Losing a Child to a Rare Disease

The story of Rachele

Our family joke was always “if we didn’t have bad luck, we wouldn’t have any luck at all,” We would all laugh at that statement until one day that cruel joke hit my happy almost 2 year old Zach.

You see my son Zach suffered from a rare Disease called Infantile Neuroaxonal Dystrophy, INAD for short. We went from seeing a very healthy baby who hit all his milestones to slowly losing his every ability. In sum, we watched as his body failed him.

For the next 6 years, I went across the United States pleading with Doctor’s to help us. Numerous times my Zach was given what turned out to be a false diagnosis. Other doctor’s would simply tell me that we may never know what disease Zach has but your son’s going to die. In other words, even though we don’t know what it is we do know it’s progressive and you will watch your child lose everything. He will die.

As a mom you are left watching your child lose the ability to walk, the ability to talk and the ability to see, and as a mom you made sure that your grief at watching this happen to your precious child didn’t take over you and you made darn sure that he did things other kids could do. You see I made sure that no matter what we still lived life, that Zach did everything he could to be a normal kid, when his legs failed him we put him in sled hockey, or adaptive baseball. I sent him to school to hang with the typical kids for as long as I could. This rare mystery disease was not going to rob him of living the best life he could!

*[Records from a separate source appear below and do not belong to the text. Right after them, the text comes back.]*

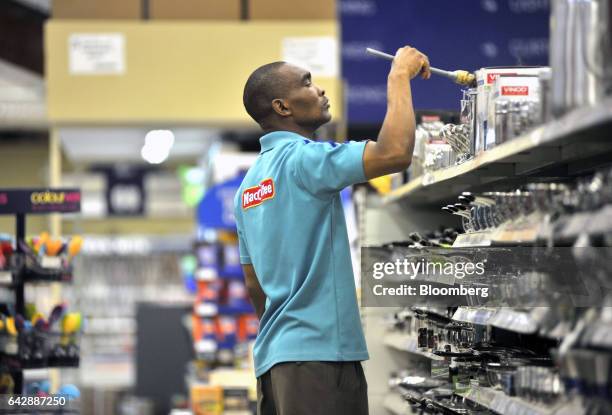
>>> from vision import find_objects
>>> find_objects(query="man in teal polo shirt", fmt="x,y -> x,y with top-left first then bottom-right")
235,47 -> 430,415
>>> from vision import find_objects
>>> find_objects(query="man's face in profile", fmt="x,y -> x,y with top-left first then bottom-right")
279,64 -> 331,129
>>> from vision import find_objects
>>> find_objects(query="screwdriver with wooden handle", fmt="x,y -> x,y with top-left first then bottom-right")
366,48 -> 476,86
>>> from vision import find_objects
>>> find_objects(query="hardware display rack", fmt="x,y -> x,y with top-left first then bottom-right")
0,188 -> 81,394
360,98 -> 612,415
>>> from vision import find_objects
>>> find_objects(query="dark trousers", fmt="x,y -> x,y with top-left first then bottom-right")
257,362 -> 368,415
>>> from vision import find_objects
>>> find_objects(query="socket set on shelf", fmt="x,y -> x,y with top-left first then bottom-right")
442,164 -> 612,246
389,308 -> 612,415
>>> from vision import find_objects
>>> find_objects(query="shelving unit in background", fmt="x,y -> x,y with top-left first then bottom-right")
0,188 -> 81,394
384,98 -> 612,206
360,98 -> 612,415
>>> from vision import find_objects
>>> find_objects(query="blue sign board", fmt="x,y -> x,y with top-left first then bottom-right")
197,175 -> 244,230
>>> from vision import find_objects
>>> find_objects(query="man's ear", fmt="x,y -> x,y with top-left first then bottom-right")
272,98 -> 291,117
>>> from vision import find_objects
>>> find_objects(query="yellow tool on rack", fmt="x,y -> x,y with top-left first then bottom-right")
366,48 -> 476,86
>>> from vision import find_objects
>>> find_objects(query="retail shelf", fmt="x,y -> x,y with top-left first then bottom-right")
459,386 -> 560,415
412,306 -> 449,319
383,393 -> 413,415
453,307 -> 497,325
385,98 -> 612,205
384,333 -> 444,360
453,307 -> 554,337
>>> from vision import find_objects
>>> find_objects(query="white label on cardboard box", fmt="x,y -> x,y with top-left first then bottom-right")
68,33 -> 125,75
282,36 -> 339,78
40,256 -> 62,269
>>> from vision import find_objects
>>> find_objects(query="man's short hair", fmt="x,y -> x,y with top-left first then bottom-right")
242,62 -> 286,124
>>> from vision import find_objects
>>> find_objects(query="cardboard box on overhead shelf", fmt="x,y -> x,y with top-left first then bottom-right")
148,0 -> 241,20
248,0 -> 336,20
51,0 -> 142,20
45,19 -> 344,128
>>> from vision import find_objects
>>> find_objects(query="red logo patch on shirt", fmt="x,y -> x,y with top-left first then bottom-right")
242,179 -> 274,210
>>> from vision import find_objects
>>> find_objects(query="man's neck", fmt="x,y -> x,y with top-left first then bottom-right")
264,125 -> 316,139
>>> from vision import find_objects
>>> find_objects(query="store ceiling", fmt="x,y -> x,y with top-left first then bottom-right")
15,0 -> 51,14
59,127 -> 220,163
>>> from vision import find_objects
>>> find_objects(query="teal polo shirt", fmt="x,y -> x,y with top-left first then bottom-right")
234,131 -> 368,377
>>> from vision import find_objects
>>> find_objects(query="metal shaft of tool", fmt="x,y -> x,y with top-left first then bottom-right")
366,48 -> 457,81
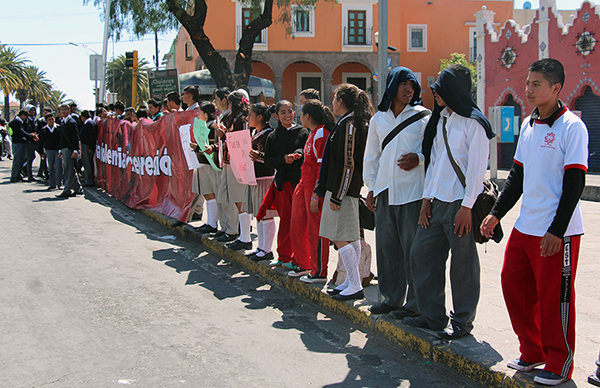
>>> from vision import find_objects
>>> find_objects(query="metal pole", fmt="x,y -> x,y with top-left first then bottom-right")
99,0 -> 110,101
375,0 -> 388,105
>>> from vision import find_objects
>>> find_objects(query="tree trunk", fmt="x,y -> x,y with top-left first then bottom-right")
166,0 -> 233,88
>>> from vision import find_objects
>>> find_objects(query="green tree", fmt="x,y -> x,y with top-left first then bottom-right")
84,0 -> 334,89
0,44 -> 29,120
106,55 -> 150,106
46,89 -> 74,112
16,66 -> 52,111
438,53 -> 477,100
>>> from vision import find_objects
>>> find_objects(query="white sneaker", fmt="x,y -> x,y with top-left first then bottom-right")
300,274 -> 327,283
506,358 -> 545,372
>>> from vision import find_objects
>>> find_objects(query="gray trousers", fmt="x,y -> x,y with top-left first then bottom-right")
411,200 -> 480,332
45,150 -> 62,187
375,190 -> 421,312
62,148 -> 81,193
26,143 -> 37,178
10,143 -> 27,181
81,144 -> 95,185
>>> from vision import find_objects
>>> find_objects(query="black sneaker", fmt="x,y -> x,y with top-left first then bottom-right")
196,224 -> 217,234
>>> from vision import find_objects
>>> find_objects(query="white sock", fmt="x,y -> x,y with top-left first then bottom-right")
206,199 -> 219,228
262,219 -> 277,253
240,213 -> 252,242
336,244 -> 362,295
256,221 -> 265,250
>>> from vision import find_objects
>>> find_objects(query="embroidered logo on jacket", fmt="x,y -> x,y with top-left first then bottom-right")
542,132 -> 556,150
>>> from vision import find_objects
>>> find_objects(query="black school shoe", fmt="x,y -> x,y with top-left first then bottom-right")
369,302 -> 400,314
225,239 -> 252,251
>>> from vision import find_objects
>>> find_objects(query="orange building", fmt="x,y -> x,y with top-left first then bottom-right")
174,0 -> 513,106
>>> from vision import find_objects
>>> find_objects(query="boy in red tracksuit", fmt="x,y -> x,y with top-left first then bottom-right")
481,58 -> 588,385
288,100 -> 335,283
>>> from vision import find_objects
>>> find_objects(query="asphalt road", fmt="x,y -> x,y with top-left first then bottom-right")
0,161 -> 486,388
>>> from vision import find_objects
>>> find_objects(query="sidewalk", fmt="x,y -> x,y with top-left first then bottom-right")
143,171 -> 600,388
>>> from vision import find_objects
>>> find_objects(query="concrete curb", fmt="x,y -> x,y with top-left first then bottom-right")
140,210 -> 538,388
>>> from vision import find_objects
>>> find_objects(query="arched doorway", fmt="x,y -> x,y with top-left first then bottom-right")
575,86 -> 600,171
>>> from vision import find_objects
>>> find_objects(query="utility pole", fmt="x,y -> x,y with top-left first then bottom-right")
100,0 -> 110,102
375,0 -> 388,105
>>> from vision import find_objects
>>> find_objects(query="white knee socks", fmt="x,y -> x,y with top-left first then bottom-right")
206,199 -> 219,228
336,241 -> 362,295
240,213 -> 252,242
261,219 -> 277,253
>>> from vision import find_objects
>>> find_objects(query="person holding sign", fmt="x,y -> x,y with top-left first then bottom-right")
190,102 -> 218,233
216,90 -> 252,250
242,102 -> 277,261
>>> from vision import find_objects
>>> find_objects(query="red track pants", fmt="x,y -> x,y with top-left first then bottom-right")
272,182 -> 295,263
502,229 -> 581,378
290,181 -> 329,276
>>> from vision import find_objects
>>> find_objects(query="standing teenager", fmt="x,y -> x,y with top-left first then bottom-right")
315,84 -> 373,301
288,100 -> 335,283
242,102 -> 277,261
257,100 -> 308,269
481,58 -> 588,385
191,102 -> 218,233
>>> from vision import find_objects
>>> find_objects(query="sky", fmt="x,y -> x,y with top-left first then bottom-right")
0,0 -> 582,109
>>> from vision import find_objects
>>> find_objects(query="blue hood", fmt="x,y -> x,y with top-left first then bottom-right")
377,67 -> 421,112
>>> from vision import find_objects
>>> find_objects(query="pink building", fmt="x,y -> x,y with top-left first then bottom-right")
476,0 -> 600,171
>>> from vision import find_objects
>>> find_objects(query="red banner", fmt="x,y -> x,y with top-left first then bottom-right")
95,111 -> 197,222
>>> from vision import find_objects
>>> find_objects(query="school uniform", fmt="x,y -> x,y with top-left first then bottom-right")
491,102 -> 588,379
265,119 -> 309,263
290,125 -> 329,277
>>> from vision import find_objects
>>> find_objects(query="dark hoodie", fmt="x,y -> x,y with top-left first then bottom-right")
423,66 -> 496,169
377,67 -> 421,112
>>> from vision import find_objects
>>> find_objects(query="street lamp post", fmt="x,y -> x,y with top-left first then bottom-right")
69,42 -> 100,104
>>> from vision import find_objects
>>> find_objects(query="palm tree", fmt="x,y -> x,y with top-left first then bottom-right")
106,55 -> 150,106
17,66 -> 52,111
47,89 -> 73,112
0,44 -> 29,120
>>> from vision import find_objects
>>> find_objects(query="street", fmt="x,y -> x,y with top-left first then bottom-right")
0,161 -> 486,387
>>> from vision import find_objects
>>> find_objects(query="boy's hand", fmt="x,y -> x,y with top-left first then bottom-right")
540,232 -> 562,257
454,206 -> 471,237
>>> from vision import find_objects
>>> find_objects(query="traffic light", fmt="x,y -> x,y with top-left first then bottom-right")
125,50 -> 137,68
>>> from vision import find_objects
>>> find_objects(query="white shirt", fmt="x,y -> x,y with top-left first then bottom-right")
423,108 -> 490,209
515,110 -> 588,237
363,105 -> 429,205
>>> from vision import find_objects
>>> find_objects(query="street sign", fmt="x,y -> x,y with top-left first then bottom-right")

After making sure Zach had the best day possible and after he was in bed for the night, I went into what I call “research mode.” I would research and research and research, until one day or I should say one middle of the night I happened to put the right combo of Zach’s symptoms in and I finally came across a disease that looked like what Zach had. The next day I was in Zach’s neurologist office getting blood work to send to Portland Oregon to get confirmation of a disease that was so rare that only one doctor was doing research on it. This disease was Infantile Neuroaxonal Dystrophy.

6 weeks later and 7 years after Zach got sick, I finally received a letter in the mail confirming what I already knew. Zach had INAD.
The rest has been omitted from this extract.